Align Clinical CRO, an industry standards group founded by Veeva Systems and six of the world’s largest CROs (ICON plc, Medpace, Pharmaceutical Product Development LLC, PRA Health Sciences, Syneos Health, and UBC), has come together to create open technology standards to improve trial execution and collaboration with life sciences companies. The objective is “transforming clinical trial ops” to speed up development, making it easier for sponsors and CROs to work together during clinical trials, reports Ben Adams in Fierce Biotech.
Align Clinical CRO wants to make things “cheaper, quicker and more effective,” the article says. The consortium’s initial achievement will be an “Operational Data Exchange” standard that attempts to share information between the CROs and sponsors. It will define “a technical standard for data to be exchanged between a sponsor and a CRO relating to the operational execution of a trial, including key metrics and milestone information,” according to the group, which will post a draft of the standard for public review and input later this year. Feedback could be incorporated into the new standard.
According to Henry Levy, president of Align Clinical CRO, “There is tremendous potential to enhance clinical trial execution with common technology standards that benefit the entire industry. The assembly of Align Clinical CRO represents an important industry collaboration to improve the trial process and how the industry works together to accelerate drug development.”
As Thomas O’Leary, chief information officer at ICON, explains, “Leading experts are coming together in Align Clinical CRO to streamline how data is shared between CROs and sponsors during trials. We look forward to contributing to the group and creating standards that drive greater speed and productivity across the industry.”
Michael Brooks, executive vice president of product registration at PRA Health Sciences, adds, “This is the first time CROs are coming together to make this commitment to transform clinical trials across our industry…This shows our mutual commitment to make the drug development process more efficient and to help bring needed therapies to market more quickly.”
“Align Clinical CRO will help speed the timeline for gaining new therapy approvals for patients,” says Rachel Stahler, chief information officer at Syneos Health. “By creating a vehicle for CROs to collaborate and share actionable insight with sponsors, we can improve operational delivery and streamline the increasingly complex trial process.”

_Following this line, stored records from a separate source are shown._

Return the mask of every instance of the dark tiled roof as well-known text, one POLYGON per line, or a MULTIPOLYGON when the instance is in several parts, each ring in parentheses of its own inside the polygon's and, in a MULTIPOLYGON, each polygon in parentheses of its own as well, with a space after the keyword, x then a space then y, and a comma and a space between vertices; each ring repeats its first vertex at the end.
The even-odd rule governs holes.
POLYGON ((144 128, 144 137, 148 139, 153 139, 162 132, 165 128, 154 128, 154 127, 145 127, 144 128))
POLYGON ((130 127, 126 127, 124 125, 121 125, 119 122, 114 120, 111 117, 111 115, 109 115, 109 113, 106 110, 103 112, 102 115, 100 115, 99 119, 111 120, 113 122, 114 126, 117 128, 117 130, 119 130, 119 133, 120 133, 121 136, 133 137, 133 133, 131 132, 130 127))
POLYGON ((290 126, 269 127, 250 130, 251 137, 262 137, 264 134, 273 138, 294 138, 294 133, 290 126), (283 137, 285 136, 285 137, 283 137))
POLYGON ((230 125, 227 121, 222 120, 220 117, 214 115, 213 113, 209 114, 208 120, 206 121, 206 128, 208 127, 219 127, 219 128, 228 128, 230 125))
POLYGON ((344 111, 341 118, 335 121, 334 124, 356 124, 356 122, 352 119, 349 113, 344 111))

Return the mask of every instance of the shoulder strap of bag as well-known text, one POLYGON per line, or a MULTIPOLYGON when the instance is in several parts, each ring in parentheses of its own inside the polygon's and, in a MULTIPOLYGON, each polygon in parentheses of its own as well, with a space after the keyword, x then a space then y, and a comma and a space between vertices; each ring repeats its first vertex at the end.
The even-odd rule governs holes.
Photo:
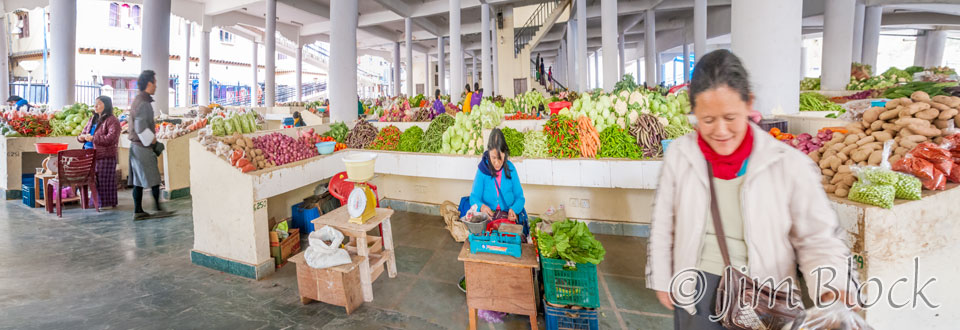
MULTIPOLYGON (((506 166, 507 164, 503 164, 503 165, 506 166)), ((504 169, 500 170, 500 175, 504 175, 503 171, 504 169)), ((510 206, 507 205, 507 201, 503 199, 503 192, 500 191, 500 183, 497 182, 497 178, 493 178, 493 185, 497 187, 497 197, 500 197, 500 203, 503 204, 503 208, 504 208, 503 211, 509 210, 510 206)))
POLYGON ((723 255, 723 264, 730 266, 730 253, 727 252, 727 235, 723 233, 723 223, 720 220, 720 207, 717 206, 717 191, 713 187, 713 167, 707 161, 707 182, 710 182, 710 213, 713 215, 713 231, 720 244, 720 254, 723 255))

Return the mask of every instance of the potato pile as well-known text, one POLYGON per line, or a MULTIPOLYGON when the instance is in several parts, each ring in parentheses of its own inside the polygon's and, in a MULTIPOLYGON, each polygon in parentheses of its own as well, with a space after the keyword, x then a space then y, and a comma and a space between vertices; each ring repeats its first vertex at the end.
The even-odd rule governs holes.
POLYGON ((240 133, 234 133, 233 136, 223 138, 221 141, 234 151, 232 157, 228 158, 231 161, 230 163, 240 168, 244 173, 275 166, 272 161, 267 160, 263 150, 253 146, 253 139, 251 138, 244 137, 240 133))
POLYGON ((863 113, 863 121, 847 125, 847 134, 833 139, 808 155, 820 165, 827 193, 847 197, 856 177, 850 166, 880 165, 883 143, 893 140, 889 162, 893 163, 918 144, 939 144, 948 127, 960 127, 960 97, 934 96, 917 91, 910 98, 890 100, 885 107, 863 113))

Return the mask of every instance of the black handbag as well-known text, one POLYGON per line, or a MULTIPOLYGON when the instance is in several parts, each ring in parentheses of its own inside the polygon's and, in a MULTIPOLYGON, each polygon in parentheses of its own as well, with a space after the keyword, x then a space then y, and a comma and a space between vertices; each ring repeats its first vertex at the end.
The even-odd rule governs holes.
POLYGON ((153 153, 157 154, 157 157, 162 155, 163 150, 167 148, 167 146, 163 145, 163 142, 160 141, 154 142, 150 147, 153 149, 153 153))

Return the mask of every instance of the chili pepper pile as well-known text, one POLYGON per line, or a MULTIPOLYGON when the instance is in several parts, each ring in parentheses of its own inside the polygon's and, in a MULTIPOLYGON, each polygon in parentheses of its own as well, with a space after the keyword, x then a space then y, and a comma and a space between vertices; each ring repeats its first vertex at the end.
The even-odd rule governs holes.
POLYGON ((577 122, 567 116, 553 116, 543 125, 547 134, 547 149, 550 156, 557 158, 580 157, 580 137, 577 122))
POLYGON ((630 135, 637 140, 637 146, 643 150, 643 156, 657 158, 663 156, 663 144, 660 141, 667 138, 663 124, 657 117, 642 114, 636 123, 630 126, 630 135))
POLYGON ((600 132, 601 158, 640 159, 641 150, 630 133, 617 126, 607 126, 600 132))
POLYGON ((537 120, 540 119, 540 116, 517 111, 517 113, 506 116, 505 118, 507 120, 537 120))
POLYGON ((47 136, 53 130, 46 119, 32 115, 11 119, 8 124, 23 136, 47 136))
POLYGON ((454 122, 455 119, 448 114, 440 114, 436 118, 433 118, 430 126, 427 126, 427 131, 423 132, 423 137, 420 139, 420 152, 440 152, 440 147, 442 147, 443 142, 443 132, 446 132, 450 126, 453 126, 454 122))
POLYGON ((423 139, 423 129, 420 126, 413 126, 400 134, 399 151, 417 152, 420 150, 420 141, 423 139))
POLYGON ((507 140, 507 149, 510 149, 510 156, 523 156, 523 133, 506 127, 503 129, 503 138, 507 140))
POLYGON ((384 127, 380 130, 380 134, 377 134, 377 139, 370 145, 370 149, 397 150, 397 147, 400 146, 400 134, 400 129, 396 126, 384 127))
POLYGON ((527 158, 547 158, 547 139, 548 137, 543 134, 543 131, 523 133, 523 156, 527 158))
POLYGON ((347 148, 347 144, 346 144, 346 143, 337 142, 337 144, 335 144, 335 145, 333 146, 333 151, 340 151, 340 150, 343 150, 343 149, 346 149, 346 148, 347 148))

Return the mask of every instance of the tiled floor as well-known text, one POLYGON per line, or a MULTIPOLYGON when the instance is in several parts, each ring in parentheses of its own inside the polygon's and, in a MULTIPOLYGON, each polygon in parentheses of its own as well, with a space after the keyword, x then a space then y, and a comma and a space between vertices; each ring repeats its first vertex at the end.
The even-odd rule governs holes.
MULTIPOLYGON (((189 199, 178 215, 133 222, 129 191, 119 210, 68 209, 64 217, 0 201, 0 329, 463 329, 461 244, 439 217, 398 212, 396 278, 374 283, 375 299, 352 315, 302 305, 294 267, 253 281, 190 263, 189 199)), ((148 203, 149 204, 149 203, 148 203)), ((671 329, 644 289, 646 241, 600 236, 602 329, 671 329)), ((529 329, 508 316, 480 329, 529 329)), ((543 327, 541 316, 541 327, 543 327)))

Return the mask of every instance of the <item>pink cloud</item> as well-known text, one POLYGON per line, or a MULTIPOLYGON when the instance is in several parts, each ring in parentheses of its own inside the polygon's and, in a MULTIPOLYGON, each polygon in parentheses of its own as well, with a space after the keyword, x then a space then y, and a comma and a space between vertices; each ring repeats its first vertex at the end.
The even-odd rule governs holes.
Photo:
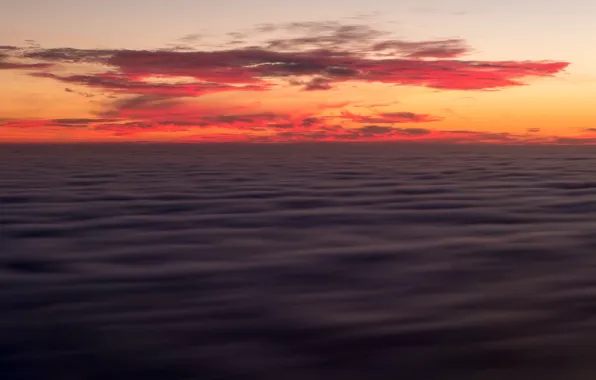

Mark Roseman, senior vice president of clinical operations at Medpace, says,“Align Clinical CRO will play an important role in helping the industry accelerate innovation and get new treatments to patients faster. We are excited to join forces with like-minded CROs…to move the industry forward…”
“UBC is excited to join Align Clinical CRO,” states Brett Huselton, senior vice president of commercial strategy for product and opportunity development at UBC. “We are committed to developing open technology standards that benefit the entire industry and make clinical trial processes more efficient.”